はしご酒(3軒目) その七十三
「ガンガン イエル!?」
「誰が出したアイデアでも、そのアイデアに対して、誰でもが意見をガンガン言える。そして、さらにいいものがガンガン出来上がっていく。という雰囲気が、理想的なんだよね」、とZ’さん。もう、スッカリ、Z’さんらしい力強さが復活している。
「いいですね、その感じ」、と私。
「実は、あるバンドの、あるライブ直前の、あるメンバーの、呟きの、その受け売りなんだけどね」
受け売りでもナンでも、いいモノは、いい。
「この雰囲気が、学校という組織においても大切なんだ」
その雰囲気なら、その感じなら、学校という組織、のみならず、ウチの会社も、どんな会社も、組織も、皆、きっと大丈夫。
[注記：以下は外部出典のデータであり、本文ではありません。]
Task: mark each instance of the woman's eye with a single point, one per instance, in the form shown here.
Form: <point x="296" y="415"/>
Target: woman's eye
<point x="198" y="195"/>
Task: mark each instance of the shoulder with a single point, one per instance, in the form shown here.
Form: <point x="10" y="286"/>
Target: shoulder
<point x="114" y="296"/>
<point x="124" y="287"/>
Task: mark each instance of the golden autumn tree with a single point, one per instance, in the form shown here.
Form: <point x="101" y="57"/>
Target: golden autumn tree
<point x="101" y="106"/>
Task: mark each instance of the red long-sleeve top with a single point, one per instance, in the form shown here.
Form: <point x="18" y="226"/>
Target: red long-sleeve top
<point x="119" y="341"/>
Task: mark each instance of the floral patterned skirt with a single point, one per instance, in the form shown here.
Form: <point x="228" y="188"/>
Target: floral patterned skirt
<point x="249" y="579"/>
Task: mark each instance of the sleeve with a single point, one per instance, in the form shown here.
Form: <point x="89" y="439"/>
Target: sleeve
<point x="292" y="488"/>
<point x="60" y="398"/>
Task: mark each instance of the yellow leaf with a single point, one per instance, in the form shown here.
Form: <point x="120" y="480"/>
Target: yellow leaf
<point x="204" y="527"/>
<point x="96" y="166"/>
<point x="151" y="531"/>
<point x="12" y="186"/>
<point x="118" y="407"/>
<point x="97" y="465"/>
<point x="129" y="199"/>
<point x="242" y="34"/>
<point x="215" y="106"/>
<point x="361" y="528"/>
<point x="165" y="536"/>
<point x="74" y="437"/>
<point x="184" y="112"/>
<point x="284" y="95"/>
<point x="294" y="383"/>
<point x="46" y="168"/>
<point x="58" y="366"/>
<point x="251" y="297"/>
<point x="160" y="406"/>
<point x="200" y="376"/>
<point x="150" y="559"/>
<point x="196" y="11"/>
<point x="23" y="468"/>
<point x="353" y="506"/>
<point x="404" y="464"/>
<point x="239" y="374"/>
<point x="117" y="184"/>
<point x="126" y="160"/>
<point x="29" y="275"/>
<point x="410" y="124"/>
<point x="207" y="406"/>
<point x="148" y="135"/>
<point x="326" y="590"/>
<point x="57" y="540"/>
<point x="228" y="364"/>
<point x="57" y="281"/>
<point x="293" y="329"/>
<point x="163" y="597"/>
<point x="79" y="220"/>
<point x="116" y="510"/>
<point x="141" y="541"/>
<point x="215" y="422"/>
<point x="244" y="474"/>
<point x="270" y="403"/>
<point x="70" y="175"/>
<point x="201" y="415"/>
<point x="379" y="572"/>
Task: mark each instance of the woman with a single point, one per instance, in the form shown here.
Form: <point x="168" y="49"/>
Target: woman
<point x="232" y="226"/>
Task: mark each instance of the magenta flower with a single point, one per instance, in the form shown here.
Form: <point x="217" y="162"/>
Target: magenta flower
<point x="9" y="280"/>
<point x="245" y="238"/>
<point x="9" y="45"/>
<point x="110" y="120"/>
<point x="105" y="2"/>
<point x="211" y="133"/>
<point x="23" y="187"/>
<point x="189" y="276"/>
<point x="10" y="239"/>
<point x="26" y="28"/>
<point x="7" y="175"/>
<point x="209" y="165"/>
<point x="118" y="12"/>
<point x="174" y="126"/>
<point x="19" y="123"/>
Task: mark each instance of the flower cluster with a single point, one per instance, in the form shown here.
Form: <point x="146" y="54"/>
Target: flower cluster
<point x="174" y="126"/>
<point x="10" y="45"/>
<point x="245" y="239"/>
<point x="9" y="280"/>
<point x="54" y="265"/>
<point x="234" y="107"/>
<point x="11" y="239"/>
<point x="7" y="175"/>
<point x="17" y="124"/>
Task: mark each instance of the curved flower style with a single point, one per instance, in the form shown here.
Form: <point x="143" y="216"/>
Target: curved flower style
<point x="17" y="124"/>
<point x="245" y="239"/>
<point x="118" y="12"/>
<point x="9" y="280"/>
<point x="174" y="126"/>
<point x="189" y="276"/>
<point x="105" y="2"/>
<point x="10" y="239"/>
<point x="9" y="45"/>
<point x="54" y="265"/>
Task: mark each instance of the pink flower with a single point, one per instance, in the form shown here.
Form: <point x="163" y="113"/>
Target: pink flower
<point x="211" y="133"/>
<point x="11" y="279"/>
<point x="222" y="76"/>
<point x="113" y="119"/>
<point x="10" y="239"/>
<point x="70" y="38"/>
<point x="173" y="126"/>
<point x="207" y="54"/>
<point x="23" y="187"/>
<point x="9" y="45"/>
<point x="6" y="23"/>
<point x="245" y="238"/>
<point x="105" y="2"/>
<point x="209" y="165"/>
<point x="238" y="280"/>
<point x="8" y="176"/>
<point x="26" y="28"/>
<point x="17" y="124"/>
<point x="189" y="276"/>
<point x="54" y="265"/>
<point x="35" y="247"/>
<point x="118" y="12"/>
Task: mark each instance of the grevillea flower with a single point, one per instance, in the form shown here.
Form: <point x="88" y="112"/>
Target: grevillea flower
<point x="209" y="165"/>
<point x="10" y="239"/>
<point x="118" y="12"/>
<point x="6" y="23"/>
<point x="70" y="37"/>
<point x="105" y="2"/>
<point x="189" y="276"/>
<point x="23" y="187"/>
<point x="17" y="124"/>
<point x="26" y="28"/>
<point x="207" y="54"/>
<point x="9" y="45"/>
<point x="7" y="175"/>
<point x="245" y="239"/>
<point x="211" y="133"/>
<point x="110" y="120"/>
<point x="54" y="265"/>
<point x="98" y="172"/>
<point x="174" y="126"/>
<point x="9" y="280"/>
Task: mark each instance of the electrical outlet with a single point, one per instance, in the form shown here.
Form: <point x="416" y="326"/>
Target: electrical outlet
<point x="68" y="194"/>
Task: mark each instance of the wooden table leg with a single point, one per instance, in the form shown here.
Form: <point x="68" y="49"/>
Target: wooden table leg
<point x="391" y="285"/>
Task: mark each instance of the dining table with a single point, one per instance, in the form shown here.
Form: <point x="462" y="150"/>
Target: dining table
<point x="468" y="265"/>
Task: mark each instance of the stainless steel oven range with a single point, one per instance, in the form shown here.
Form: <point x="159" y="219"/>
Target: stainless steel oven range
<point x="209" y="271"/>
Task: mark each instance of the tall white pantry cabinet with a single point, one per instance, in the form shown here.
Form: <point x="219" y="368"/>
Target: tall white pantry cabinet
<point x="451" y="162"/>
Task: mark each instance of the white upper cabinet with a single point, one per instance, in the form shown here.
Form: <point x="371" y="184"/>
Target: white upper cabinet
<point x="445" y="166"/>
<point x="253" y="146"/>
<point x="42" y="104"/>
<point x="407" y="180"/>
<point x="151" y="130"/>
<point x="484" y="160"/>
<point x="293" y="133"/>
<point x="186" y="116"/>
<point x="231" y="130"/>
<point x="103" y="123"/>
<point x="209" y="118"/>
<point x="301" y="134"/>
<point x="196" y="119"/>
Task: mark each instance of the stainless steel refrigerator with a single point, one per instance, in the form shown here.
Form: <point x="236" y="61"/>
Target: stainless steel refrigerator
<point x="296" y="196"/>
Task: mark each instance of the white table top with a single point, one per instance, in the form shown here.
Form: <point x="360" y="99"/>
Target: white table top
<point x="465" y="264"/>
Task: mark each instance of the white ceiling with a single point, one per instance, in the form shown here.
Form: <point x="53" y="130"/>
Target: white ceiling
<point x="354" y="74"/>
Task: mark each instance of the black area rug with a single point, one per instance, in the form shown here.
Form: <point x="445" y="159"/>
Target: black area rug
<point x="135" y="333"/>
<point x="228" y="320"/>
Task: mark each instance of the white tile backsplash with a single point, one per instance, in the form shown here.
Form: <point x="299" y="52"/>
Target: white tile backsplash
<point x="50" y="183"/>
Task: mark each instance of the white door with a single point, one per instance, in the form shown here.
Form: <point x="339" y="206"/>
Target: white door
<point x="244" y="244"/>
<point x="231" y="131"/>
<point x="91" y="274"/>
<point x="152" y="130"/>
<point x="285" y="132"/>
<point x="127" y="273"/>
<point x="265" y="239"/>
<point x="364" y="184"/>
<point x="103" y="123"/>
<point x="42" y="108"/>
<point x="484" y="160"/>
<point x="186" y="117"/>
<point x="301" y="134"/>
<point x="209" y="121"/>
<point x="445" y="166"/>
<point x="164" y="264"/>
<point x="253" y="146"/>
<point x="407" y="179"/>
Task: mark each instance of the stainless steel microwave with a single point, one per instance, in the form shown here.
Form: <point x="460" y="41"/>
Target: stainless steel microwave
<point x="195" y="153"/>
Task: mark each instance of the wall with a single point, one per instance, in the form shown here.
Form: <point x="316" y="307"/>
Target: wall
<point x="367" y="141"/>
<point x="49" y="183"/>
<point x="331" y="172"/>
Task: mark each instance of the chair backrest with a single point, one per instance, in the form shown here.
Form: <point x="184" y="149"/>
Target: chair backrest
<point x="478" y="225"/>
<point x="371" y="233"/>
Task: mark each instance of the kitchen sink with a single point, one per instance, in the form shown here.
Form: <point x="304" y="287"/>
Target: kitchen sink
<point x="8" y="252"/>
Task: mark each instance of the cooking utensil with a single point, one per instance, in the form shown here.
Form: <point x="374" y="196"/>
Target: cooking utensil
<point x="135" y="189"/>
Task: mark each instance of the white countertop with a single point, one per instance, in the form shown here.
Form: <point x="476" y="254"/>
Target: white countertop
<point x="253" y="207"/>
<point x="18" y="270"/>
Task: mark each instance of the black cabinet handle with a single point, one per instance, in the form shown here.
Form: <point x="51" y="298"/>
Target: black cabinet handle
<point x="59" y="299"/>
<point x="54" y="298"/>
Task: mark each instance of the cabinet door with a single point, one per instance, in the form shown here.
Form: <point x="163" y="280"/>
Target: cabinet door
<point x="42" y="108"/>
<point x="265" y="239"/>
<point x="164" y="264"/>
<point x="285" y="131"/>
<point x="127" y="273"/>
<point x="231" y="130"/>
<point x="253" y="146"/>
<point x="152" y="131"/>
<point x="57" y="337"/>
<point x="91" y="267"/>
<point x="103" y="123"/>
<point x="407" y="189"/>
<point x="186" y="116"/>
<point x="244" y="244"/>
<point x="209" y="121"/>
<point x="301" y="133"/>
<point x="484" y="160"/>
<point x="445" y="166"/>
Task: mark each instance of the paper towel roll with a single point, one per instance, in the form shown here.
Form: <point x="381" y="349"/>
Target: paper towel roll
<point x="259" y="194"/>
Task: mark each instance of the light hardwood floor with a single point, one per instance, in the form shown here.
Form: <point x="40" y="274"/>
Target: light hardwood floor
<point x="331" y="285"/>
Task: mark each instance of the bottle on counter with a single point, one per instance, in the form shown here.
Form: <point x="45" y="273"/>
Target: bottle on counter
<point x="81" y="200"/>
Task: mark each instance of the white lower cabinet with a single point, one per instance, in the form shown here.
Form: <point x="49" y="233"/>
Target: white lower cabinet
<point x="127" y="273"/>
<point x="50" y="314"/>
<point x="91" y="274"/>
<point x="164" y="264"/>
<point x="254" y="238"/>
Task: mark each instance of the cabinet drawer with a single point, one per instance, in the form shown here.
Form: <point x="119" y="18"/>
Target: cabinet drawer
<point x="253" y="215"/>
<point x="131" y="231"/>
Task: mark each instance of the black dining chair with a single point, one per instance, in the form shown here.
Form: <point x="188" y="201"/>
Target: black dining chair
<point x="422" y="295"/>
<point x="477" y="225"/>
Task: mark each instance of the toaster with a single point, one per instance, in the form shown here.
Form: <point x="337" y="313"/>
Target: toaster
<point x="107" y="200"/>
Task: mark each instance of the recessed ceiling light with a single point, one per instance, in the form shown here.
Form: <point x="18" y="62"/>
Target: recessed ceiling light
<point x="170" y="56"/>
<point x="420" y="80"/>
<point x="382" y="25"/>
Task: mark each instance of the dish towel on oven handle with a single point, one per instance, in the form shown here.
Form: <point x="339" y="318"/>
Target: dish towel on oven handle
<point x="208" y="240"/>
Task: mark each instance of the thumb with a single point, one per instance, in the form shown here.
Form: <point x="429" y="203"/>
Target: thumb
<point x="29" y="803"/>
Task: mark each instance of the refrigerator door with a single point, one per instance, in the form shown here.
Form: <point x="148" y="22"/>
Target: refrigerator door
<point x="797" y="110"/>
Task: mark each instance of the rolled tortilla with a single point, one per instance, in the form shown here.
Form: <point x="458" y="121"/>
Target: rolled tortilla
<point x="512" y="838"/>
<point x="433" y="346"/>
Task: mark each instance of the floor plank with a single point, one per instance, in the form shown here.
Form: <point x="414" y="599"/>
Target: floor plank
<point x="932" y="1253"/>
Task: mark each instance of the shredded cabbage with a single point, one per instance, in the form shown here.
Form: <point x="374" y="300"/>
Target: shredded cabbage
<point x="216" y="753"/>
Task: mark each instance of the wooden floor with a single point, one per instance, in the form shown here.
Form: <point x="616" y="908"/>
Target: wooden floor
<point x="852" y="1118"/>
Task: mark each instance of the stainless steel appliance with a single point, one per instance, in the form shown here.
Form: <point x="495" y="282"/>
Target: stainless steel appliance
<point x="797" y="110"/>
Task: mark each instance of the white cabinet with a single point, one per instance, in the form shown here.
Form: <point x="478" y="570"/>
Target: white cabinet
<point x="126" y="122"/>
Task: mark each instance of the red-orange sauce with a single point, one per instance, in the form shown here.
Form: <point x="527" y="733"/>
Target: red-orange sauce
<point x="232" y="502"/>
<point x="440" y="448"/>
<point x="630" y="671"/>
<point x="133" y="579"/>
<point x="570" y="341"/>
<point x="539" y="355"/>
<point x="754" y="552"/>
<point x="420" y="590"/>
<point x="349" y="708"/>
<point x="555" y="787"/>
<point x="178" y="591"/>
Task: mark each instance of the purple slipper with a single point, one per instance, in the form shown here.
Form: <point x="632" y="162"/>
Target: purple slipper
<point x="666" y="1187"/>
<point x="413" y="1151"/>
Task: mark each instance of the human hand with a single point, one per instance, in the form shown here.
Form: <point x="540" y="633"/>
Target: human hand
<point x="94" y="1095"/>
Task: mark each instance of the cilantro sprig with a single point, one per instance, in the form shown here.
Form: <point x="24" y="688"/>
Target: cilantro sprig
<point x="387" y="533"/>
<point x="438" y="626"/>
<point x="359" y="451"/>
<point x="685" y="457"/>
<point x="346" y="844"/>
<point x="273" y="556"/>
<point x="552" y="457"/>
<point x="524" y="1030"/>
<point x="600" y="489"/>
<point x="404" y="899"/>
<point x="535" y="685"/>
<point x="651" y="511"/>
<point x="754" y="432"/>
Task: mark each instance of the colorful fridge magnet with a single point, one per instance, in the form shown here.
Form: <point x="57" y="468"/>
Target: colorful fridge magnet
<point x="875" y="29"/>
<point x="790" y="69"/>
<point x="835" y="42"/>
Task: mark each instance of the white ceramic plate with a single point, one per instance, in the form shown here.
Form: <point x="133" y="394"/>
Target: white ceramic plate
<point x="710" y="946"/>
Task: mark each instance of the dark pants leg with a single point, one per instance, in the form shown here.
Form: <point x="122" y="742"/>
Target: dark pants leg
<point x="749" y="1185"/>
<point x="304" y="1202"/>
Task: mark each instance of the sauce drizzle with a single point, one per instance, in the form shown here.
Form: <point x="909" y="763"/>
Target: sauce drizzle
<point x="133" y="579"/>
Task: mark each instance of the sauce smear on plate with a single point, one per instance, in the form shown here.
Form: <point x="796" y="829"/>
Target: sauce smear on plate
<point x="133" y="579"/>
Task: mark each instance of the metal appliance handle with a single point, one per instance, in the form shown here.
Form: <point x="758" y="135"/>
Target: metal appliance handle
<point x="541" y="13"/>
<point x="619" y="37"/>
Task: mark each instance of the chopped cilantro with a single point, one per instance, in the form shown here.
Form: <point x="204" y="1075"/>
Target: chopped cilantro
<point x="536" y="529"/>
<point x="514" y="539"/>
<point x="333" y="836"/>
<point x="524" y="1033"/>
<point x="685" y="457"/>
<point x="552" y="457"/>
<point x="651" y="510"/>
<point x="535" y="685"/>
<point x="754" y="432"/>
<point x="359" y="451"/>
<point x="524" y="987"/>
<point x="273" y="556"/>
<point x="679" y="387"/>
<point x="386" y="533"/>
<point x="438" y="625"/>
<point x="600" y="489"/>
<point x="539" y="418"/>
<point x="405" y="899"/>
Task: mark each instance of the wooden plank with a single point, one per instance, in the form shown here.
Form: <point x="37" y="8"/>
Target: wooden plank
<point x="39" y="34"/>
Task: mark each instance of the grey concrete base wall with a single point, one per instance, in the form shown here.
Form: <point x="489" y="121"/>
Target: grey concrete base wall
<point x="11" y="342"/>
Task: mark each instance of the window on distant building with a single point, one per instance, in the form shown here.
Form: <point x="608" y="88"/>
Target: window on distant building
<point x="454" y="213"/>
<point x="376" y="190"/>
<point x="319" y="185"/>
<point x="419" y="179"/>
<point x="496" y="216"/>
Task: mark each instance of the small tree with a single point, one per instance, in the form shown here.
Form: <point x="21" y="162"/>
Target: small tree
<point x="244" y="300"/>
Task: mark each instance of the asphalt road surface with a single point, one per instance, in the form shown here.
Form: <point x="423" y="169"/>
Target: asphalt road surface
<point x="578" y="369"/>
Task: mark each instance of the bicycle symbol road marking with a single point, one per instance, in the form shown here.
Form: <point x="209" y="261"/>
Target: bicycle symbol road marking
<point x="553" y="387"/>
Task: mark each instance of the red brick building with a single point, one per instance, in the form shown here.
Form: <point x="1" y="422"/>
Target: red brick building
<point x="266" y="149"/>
そんな気がする。
「ところがだ」
うわ。
「にもかかわらず、残念ながら、現実は、そうではなくて」
やっぱり。
「『トップダウンによる硬直化』的なムードが、心ある先生たちをドップリと疲弊せしめている」
ん~。
現実は、理想とは真逆、ということか。
「現場は、目一杯、疲れている」
ボソリとZ’さんの口から漏れた一言に、いつもの私なら、「どの業界でも一緒ですよ。学校の先生だけが疲れている、ということはないと思います」などと、口には出さないまでも、思ってしまうところだけれど、ナゼか、そんな思いは、微塵も、湧き上がってこなかった。
おそらく。
子どもたちとの関わりの中での疲れ、ではないのだろう。
そんな疲れなら、Z’さんも愚痴ったりしない。そうではなくて、子どもたちから離れたトコロでグチュグチュと湧き出て吹き溜まる疲れなのだ、きっと。
だから。
疲れそのものが想像以上に、異常に、重いのである。
それゆえ。
現場は疲れるのだ。
Z’さんのその一言から、その重みが、その重みの臭気が、地面を這うようにズルズルと漂よってくる。(つづく)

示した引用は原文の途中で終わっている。